Le rôle des nouvelles gratuites et des contenus bonus
Les contenus gratuits jouent un rôle essentiel dans cette dynamique. Offrir ainsi un accès gratuit à des récits contenant des représentations rares permet de toucher un public plus large. Cela permet aussi de créer un lien direct avec les lecteurs, et de soutenir la diffusion d’idées qui dérangent. Dans ma nouvelle « Une prison de mensonges », je propose une représentation d’un personnage asexuel. C’est une chose encore trop rare dans la fiction. On en retrouve aussi dans le roman dont elle est la préquelle, Les Effacés.

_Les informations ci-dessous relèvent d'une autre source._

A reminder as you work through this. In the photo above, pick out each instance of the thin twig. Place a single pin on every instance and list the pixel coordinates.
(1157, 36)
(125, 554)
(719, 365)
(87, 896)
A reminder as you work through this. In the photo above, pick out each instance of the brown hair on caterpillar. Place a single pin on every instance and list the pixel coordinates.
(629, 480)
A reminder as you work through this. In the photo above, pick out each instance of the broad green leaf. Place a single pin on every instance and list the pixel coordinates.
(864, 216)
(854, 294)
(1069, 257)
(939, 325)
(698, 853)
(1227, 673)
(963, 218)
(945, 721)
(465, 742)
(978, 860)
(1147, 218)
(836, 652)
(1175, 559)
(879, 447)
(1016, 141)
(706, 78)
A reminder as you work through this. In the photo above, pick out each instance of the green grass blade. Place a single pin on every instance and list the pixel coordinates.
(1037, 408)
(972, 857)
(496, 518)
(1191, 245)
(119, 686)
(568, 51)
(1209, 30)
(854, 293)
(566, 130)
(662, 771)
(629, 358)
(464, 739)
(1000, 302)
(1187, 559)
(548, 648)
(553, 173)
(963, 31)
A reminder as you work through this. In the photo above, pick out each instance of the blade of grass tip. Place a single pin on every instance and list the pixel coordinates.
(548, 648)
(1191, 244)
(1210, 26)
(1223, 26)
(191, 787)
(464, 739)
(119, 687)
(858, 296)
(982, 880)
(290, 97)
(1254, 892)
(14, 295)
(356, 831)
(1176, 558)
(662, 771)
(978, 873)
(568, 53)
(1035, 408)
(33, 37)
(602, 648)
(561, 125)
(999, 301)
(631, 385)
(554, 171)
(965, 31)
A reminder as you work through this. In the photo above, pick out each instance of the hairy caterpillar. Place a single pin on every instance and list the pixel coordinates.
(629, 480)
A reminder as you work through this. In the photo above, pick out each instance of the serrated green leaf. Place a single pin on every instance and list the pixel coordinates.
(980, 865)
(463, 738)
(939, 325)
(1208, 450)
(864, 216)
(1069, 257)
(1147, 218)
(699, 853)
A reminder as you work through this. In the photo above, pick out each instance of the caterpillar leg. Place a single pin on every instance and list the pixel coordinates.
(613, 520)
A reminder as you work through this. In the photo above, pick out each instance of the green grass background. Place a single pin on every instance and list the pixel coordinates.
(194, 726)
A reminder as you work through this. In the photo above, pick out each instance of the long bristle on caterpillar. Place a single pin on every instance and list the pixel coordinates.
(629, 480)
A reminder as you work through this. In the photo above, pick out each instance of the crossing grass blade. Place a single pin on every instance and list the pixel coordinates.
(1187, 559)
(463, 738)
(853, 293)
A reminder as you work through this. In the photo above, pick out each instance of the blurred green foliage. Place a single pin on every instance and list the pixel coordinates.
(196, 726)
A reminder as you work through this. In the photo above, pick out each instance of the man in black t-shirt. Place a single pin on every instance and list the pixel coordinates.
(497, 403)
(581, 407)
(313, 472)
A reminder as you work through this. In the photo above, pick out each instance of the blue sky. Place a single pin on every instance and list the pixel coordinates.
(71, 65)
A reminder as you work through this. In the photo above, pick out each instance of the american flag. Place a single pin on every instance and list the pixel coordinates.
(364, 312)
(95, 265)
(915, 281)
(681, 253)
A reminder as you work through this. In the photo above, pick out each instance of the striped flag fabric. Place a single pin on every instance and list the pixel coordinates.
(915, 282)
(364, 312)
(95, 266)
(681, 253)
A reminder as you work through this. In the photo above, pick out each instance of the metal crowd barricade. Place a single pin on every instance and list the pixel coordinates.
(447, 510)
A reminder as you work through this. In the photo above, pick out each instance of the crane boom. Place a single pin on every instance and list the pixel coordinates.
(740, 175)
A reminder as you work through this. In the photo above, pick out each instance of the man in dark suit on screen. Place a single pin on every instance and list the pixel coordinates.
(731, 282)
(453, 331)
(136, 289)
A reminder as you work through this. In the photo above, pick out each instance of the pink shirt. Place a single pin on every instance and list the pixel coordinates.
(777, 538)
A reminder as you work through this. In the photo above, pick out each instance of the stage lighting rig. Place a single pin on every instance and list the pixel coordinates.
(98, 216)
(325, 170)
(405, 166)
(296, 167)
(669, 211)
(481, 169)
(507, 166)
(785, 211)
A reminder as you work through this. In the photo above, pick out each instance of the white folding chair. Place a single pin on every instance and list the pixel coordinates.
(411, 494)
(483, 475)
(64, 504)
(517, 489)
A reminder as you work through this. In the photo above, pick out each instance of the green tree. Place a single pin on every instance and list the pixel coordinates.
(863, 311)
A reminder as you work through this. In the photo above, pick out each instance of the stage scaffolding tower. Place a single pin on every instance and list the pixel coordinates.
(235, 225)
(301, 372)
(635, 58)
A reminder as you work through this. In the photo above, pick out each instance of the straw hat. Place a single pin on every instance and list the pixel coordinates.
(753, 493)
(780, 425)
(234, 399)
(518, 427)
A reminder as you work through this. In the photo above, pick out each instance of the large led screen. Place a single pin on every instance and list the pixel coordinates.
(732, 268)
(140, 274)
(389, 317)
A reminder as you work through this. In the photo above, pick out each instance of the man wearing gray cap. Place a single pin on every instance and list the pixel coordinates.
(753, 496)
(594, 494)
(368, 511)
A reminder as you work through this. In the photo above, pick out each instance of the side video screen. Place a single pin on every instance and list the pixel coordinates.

Témoignages de survie littéraire
Rien n’est plus tentant que l’interdit. De nombreux romans interdits ont fini par devenir cultes, leur censure ayant paradoxalement renforcé leur aura. Ces histoires de survie littéraire sont autant de preuves que la fiction a une force qui dépasse les barrières imposées par l’oppression.
La Banned Book Week
Tous les ans depuis 1982, la Banned book week (semaine des livres interdits), incite les lecteurs à lire des livres interdits. Fondée par l’American Library Association et Amnesty Internaltional, cet évènement à lieu pendant la dernière semaine de septembre.

Livres censurés : la fiction, un espace de liberté et d’espoir pour les lecteurs engagés
Pourquoi continuer à lire et soutenir des livres censurés
Pour le lecteur engagé, la lecture de livres censurés est un acte militant. C’est une façon de défendre la diversité des voix, de nourrir sa réflexion sur les enjeux sociaux, et de s’immerger dans des univers qui résonnent avec ses valeurs. Ces récits offrent une catharsis émotionnelle tout en stimulant l’intellect. C’est une façon de refuser de se soumettre.

L’impact sur le lecteur : émotions et réflexion
Les histoires qui dérangent provoquent des émotions fortes (peur, colère, espoir) tout en invitant à une réflexion profonde sur la société. Elles permettent de s’identifier à des personnages complexes et de trouver un écho à ses propres combats. C’est particulièrement précieux pour les lecteurices sensibles aux injustices et aux causes de notre époque.
Invitation à découvrir « Une prison de mensonges »
Parce que la fiction est une arme contre l’oppression, je vous invite à télécharger gratuitement ma nouvelle « Une prison de mensonges ». C’est une histoire qui explore les zones d’ombre d’un système dystopique cyberpunk. Elle est portée par des personnages nuancés et un style fluide, pour une expérience de lecture à la fois intense et porteuse d’espoir. (En tout cas, c’est ce qu’on m’a dit 😉 )
La censure des livres est un signe que la fiction continue de faire peur aux oppresseurs. Pour la simple raison qu’elle donne du pouvoir aux lecteurs.ices et aux auteurs.ices. En choisissant ces récits, vous participez, même modestement, à un mouvement de résistance indispensable dans un monde qui a tant besoin de liberté et de justice.